Nous, les enfants : poèmes #1 à #11
NOUS, LES ENFANTS
Poésie
#11 UN ÊTRE RARE
A Lilou
Un nouveau jour se lève
le monde n’a pas encore changé
mais le bruit de tes pas dans l’escalier
met soudain nos cœurs en éveil
C’est dans la cuisine que ça s’est passé
Maman tenait à la main
un bouquet de coucous des bois
et moi juste derrière, en embuscade
Tu as compris très vite
ton sourire nous a enveloppé
un sourire très doux
mais tellement large et beau
que j'ose à peine en parler
On s’est pris dans les bras
et serrés bien fort
voilà tout
Quelle chance quand même
de te connaître depuis toutes ces années
Dix-huit ans
Je ne sais pas ce qu’est un nombre heptagonal
ni un nombre pyramidal pentagonal
ni un nombre Harshad
Je ne connais pas le secret
des quatre premiers cubes parfaits
ni la somme des deux premières puissances de deux
d'exposant carré non nul
Mais je sais
que tu es une vraie merveille
Un être rare
#10 AVEC PRESQUE RIEN
A Lilou, ma louloute.
Je me demande si c’est raisonnable parfois
d’être aussi sérieuse
Heureusement quand je te vois partir si peu vêtue
certains matins
affronter avec presque rien (sous le lourd manteau noir
un simple bout de tissu rouge, maigre et élégant)
sans même y penser
sans même t’équiper pour relever
l’invraisemblable défi que ça représente
de Vivre – même une seule journée
quand je te vois disparaître comme par magie derrière la porte
et partir l’air de rien
mais bien décidée quand même
Quand je te vois
t’engouffrer dans le froid humide du matin
happée par la nuit qui s’attarde
hantée par mille pensées dont certaines
sans doute
ne manquent pas d’être un peu douloureuses
je me dis que ce n’est pas sérieux
vraiment
Mais ça me va après tout
que tu ne penses pas tout le temps
A ton avenir
Car la Vie est pleine de surprises
de Beauté inattendue
Malgré la nuit qui nous menace et la peur qui nous saisit
Nul besoin d’armure ni de vêtements trop lourds
On peut s’engouffrer avec gourmandise
dans sa triple épaisseur
au risque d’attraper froid
#9 LES BASQUES
(Lâchez-moi)
A Malo et ses
bientôt quinze ans
Je veux bien déplacer, astiquer votre bazar,
faire vos machins et vos trucs
remplir vos tableaux et vos listes
Mais d’abord laissez-moi m’allonger
de tout mon long
sur le grand canapé gris
m’abandonner tout entier à sa bienveillante horizontalité
Laissez-moi le temps de m’habituer à la chose
d’en intégrer la contrainte purement extérieure
Lâchez-moi je vous en prie la grappe un moment
Que je m’y fasse
Accordez-moi cette délicieuse étape avant le supplice à venir
Je commencerai quand la petite aiguille aura fait un certain chemin
accompli une certaine révolution intérieure
Mon cœur bat comme une horloge de sang
Je me lèverai quand sonnera l’heure
Pas avant non impossible ( à moins
que vous ne vouliez
vous exposer au spectacle irritant de ma mauvaise humeur )
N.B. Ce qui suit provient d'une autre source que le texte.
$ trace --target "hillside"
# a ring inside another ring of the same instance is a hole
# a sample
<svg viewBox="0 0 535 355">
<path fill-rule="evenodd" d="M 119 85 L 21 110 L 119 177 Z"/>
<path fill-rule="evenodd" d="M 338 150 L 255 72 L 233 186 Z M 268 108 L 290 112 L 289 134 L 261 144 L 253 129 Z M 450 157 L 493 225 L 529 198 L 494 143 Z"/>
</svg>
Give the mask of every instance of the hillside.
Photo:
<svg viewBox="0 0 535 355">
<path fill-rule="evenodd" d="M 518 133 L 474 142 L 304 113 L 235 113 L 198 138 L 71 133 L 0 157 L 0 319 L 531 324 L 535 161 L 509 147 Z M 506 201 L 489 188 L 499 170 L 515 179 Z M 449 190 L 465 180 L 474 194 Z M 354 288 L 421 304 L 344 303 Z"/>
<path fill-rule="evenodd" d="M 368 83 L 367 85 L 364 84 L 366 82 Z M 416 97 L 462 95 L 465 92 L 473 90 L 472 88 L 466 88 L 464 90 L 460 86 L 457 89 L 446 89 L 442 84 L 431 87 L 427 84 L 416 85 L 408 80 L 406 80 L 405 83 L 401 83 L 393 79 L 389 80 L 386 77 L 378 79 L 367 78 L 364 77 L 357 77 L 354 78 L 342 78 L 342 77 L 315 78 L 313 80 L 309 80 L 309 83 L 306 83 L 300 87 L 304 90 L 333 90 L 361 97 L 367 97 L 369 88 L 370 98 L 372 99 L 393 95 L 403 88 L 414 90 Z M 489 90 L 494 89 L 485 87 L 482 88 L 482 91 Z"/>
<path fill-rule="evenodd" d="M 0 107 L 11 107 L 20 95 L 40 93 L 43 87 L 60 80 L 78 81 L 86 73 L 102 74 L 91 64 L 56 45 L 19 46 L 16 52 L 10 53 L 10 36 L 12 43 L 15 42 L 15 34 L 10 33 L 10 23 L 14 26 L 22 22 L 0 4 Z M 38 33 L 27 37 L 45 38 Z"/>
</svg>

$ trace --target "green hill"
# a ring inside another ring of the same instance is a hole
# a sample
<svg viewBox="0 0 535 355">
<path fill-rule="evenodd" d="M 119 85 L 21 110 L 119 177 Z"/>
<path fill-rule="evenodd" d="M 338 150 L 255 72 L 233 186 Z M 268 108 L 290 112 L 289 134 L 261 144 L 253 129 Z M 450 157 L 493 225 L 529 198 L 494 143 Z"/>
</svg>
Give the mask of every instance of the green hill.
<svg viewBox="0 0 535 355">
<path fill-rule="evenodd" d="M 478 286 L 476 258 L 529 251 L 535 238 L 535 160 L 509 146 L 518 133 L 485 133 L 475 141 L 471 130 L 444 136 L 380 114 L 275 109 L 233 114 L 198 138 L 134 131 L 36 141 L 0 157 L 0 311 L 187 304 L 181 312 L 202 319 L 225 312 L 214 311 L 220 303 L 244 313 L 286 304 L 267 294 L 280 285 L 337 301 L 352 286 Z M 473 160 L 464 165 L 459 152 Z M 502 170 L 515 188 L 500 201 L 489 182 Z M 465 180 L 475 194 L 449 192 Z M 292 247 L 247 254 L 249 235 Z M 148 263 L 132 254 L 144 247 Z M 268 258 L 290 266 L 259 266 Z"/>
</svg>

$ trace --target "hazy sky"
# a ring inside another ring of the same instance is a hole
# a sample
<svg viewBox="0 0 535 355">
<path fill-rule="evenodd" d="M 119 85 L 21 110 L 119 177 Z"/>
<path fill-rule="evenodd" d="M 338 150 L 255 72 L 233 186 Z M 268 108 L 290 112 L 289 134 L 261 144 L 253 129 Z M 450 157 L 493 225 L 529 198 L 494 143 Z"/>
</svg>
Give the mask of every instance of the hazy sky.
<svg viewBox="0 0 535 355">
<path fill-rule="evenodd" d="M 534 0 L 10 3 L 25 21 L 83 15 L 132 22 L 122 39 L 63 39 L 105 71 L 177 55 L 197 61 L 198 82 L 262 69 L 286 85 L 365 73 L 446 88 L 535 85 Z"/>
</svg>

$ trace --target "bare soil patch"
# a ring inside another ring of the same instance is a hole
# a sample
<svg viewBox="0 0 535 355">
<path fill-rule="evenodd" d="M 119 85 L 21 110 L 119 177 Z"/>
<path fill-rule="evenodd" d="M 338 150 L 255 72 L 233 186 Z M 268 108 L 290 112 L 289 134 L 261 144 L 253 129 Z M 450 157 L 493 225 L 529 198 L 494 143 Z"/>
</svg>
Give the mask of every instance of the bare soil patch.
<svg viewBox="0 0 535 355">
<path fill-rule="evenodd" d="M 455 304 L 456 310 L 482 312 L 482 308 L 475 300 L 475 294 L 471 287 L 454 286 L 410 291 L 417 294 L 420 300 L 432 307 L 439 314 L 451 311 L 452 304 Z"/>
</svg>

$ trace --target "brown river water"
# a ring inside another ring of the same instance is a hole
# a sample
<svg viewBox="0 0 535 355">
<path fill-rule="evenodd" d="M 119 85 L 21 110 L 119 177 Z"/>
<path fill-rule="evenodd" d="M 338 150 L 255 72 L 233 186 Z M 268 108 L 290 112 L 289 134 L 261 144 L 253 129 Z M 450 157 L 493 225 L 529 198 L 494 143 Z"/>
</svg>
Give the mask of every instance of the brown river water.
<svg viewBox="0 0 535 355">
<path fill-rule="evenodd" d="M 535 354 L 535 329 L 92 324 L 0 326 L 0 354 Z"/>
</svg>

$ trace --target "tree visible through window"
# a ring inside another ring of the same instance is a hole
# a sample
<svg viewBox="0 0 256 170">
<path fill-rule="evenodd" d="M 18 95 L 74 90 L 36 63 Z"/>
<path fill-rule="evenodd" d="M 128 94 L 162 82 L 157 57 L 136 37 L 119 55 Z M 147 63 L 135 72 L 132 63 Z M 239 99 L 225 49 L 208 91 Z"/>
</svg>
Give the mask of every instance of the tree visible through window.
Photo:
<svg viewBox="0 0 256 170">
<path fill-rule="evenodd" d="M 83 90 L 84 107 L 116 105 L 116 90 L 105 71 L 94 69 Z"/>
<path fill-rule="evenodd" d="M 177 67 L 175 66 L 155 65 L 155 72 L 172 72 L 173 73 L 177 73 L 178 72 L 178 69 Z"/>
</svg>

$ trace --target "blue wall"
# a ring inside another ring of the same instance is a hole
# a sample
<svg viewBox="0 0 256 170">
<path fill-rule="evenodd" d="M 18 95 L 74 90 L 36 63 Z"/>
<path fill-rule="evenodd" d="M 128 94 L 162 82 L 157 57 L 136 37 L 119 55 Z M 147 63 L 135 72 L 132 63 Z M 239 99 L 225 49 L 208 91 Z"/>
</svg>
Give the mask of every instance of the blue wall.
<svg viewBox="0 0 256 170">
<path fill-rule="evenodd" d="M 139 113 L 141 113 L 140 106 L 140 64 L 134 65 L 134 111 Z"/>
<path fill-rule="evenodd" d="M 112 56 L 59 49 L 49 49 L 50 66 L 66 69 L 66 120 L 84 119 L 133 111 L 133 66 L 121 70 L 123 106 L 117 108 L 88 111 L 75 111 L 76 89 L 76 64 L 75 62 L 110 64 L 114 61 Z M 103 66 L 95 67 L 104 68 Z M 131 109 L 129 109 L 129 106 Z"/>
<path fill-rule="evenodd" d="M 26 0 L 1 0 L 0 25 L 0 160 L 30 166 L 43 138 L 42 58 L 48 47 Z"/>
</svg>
C’est une question de principe,
de vie ou de mort
Pourquoi aussi doit-on toujours faire quelque chose ?
Ne pourrait-on pas rester là,
sagement,
entièrement occupé à ne rien faire ?
Avec un peu de chance
on finira par nous
oublier
#8 PARFOIS,
HEUREUSEMENT
A Virginie
Mais tu sais mon amour après tout
ce n’est pas si grave
pas si grave non
enfin tu sais pas si grave
Mais quand même c’est hallucinant
(à prononcer en mettant l’accent sur la
première syllabe)
oui hallucinant
ce qui se passe
Si tu posais ta main sur ma poitrine
tu le sentirais
toi aussi
Vivre
c’est quelque chose
on est traversé de partout
il faut sans doute - quelque part
que tout cela ait un sens
mais souvent c’est tout le contraire
précisément
rien ne semble tenir debout
rien ne pèse
Heureusement, parfois,
on fait des choses ensemble
Comme par exemple trier des affaires,
dans le coffre de la voiture
ou ranger la cuisine, en silence,
comme une seule âme
un seul corps pensant
#7 DANS LE CŒUR MÊME
"La nature humaine est étrange pour qu'elle ne puisse
s’empêcher de capter, sauvegarder, reproduire, garder trace...
Et parfois cela prend la forme d'un poème."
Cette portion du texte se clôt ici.